Interest and Penalty Waivers from the IRS

What Taxpayers Must Do When They Discover a Penalty Following Tax Filing

U.S. tax returns are scrutinized thoroughly to prevent citizens from receiving refunds that exceed their legal entitlements. The annual cost of tax evasion to the United States government exceeds $458 billion.

Governments want to lose as little tax revenue as possible, therefore examining tax returns properly is crucial for preventing tax evasion.

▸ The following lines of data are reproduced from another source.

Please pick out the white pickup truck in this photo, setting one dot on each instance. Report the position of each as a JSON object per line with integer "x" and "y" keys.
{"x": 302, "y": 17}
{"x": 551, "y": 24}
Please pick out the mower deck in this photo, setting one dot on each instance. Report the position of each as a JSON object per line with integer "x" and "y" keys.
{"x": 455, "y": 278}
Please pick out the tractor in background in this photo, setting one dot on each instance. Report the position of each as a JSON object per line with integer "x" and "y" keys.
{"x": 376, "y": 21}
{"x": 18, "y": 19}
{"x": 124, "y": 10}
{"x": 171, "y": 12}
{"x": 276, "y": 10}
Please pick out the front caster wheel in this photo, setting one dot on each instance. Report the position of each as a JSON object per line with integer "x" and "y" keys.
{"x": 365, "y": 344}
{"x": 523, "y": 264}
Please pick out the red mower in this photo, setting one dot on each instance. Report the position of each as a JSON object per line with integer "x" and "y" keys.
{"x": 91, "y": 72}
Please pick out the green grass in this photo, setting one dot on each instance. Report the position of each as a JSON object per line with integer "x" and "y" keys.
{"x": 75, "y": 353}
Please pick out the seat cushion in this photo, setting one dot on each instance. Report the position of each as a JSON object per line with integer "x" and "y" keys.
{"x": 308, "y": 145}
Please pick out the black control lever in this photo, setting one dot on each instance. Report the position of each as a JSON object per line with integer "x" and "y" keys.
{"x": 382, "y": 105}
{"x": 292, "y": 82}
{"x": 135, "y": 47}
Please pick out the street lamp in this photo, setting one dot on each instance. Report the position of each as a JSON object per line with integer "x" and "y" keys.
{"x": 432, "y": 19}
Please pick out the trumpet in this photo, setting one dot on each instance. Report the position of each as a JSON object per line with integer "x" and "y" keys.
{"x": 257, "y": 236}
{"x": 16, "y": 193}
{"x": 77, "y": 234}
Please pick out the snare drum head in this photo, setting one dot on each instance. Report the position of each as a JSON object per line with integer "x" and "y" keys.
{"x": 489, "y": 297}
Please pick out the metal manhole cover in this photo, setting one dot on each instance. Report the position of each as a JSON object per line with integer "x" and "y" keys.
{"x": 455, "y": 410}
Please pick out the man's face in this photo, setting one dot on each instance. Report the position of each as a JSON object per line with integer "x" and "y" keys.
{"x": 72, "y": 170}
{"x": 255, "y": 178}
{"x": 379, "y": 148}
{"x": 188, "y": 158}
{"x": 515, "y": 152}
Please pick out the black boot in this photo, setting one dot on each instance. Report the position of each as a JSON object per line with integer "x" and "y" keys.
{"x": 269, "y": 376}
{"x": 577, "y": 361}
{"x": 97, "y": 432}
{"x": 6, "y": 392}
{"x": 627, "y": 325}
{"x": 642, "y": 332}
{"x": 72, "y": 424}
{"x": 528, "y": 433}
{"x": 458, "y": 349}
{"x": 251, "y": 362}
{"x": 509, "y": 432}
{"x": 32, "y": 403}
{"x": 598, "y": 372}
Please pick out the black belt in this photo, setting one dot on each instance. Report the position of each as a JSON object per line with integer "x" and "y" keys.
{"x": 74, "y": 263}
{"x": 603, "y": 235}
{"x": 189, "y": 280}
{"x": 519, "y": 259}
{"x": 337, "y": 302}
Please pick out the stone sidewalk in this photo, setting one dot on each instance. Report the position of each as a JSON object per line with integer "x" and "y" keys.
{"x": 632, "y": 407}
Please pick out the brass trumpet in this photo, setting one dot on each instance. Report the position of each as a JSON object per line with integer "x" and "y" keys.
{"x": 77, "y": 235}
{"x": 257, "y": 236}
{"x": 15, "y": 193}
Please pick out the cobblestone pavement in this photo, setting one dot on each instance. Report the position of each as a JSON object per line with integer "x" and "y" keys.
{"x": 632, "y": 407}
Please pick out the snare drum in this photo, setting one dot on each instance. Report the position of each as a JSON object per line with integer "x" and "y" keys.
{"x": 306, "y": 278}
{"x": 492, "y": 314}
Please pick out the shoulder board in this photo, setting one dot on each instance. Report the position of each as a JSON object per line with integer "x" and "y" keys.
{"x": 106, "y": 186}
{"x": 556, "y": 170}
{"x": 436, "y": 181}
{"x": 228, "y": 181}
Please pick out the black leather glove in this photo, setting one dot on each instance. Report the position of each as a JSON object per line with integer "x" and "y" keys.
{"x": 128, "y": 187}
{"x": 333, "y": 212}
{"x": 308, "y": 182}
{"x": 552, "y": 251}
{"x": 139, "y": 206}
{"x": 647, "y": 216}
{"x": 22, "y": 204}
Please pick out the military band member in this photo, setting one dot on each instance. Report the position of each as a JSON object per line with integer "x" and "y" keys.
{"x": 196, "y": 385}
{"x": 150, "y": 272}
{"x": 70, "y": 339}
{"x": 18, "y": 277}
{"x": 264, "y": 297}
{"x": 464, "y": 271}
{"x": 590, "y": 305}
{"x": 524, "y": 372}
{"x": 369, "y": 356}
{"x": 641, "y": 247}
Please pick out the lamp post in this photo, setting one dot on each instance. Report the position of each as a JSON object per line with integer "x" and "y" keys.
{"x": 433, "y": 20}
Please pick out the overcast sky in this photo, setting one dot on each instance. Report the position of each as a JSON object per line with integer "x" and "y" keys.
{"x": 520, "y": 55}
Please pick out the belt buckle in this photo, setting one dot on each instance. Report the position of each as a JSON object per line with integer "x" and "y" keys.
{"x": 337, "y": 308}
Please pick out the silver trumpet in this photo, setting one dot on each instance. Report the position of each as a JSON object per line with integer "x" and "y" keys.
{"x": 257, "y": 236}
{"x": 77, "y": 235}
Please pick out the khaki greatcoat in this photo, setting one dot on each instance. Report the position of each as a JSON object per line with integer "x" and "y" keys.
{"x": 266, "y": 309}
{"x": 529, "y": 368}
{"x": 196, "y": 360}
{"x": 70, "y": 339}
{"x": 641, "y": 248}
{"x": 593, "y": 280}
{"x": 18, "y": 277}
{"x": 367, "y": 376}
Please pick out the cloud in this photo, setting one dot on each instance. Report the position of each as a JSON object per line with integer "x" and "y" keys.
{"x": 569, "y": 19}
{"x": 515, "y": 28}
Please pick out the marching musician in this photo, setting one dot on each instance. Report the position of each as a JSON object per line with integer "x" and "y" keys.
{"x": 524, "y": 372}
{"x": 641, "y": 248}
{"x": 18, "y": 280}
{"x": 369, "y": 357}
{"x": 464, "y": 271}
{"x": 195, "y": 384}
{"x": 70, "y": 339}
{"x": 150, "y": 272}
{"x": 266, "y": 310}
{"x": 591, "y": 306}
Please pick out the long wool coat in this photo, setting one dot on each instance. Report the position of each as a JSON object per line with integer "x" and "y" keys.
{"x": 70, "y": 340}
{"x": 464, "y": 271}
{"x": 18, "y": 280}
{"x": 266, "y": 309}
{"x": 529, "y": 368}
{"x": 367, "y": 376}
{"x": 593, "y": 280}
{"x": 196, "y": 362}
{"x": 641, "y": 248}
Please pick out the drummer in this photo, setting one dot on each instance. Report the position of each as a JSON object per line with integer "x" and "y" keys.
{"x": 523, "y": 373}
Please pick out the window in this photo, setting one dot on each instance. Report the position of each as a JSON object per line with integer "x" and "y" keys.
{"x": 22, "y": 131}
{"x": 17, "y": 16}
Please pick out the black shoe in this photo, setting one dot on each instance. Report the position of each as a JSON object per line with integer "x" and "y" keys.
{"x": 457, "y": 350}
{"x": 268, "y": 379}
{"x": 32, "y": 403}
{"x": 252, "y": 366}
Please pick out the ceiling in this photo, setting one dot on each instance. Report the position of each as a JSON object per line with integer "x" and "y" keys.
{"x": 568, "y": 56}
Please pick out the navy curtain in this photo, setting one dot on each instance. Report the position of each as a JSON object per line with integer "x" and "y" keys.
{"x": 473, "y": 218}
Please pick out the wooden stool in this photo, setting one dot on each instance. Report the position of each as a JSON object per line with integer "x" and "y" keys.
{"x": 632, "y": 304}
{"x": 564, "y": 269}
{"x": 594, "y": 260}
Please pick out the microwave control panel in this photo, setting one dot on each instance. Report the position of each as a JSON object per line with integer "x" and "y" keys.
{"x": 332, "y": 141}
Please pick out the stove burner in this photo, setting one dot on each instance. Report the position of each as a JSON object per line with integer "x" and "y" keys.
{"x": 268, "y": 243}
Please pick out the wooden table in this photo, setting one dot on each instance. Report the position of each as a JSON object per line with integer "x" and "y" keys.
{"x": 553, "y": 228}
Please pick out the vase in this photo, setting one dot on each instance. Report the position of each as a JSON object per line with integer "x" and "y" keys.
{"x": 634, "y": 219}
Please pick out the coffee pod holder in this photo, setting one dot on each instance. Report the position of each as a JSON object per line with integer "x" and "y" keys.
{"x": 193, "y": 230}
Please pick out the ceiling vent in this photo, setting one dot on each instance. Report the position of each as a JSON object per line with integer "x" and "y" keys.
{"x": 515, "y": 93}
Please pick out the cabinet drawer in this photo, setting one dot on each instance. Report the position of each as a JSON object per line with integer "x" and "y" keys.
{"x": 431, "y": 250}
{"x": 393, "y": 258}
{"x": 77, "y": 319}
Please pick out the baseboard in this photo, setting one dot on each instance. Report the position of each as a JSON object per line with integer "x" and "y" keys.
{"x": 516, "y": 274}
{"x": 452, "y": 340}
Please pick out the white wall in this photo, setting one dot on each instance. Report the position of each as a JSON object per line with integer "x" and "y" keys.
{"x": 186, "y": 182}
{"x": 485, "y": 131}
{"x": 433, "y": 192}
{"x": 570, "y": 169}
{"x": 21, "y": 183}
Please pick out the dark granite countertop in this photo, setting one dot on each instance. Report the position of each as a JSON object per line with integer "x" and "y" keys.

If the IRS examines a tax return and finds errors, it will issue a notice of deficiencies for IRS first time penalty abatement. The Internal Revenue Service (IRS) has the authority to levy a fine on a taxpayer if they discover an error. To help everyone know what to do if they are hit with a tax penalty, we’ve included some information on such fines below.

Incorrect tax filing may result in a wide variety of fines.

After the fact, fines are often imposed on taxpayers. Many people incur fines because they either don’t file their taxes promptly, don’t pay the taxes they owe promptly, or report a far lower income than they earn.

Generally, tax returns must be submitted to the IRS by April 15 of each year. Someone should ask for an extension if they have inadequate paperwork or particularly complex filing information and will need more time to complete their tax return.

The extra time afforded by the extension will allow them to compile the necessary materials and ensure that their return is thoroughly and accurately submitted before an IRS audit. To be considered by the IRS, the extension must be submitted before the due date for filing taxes.

Individuals may be penalized in different amounts

Individual taxpayers may be subject to different fine amounts depending on the severity of the infraction. The total amount of back taxes, the length of time since the taxes were originally due, and the size of the shortfall all go into the final assessment. The penalty amount and the basis for the penalty will be detailed on the IRS penalty form, allowing the taxpayer to make an informed decision about whether or not to contest the penalty.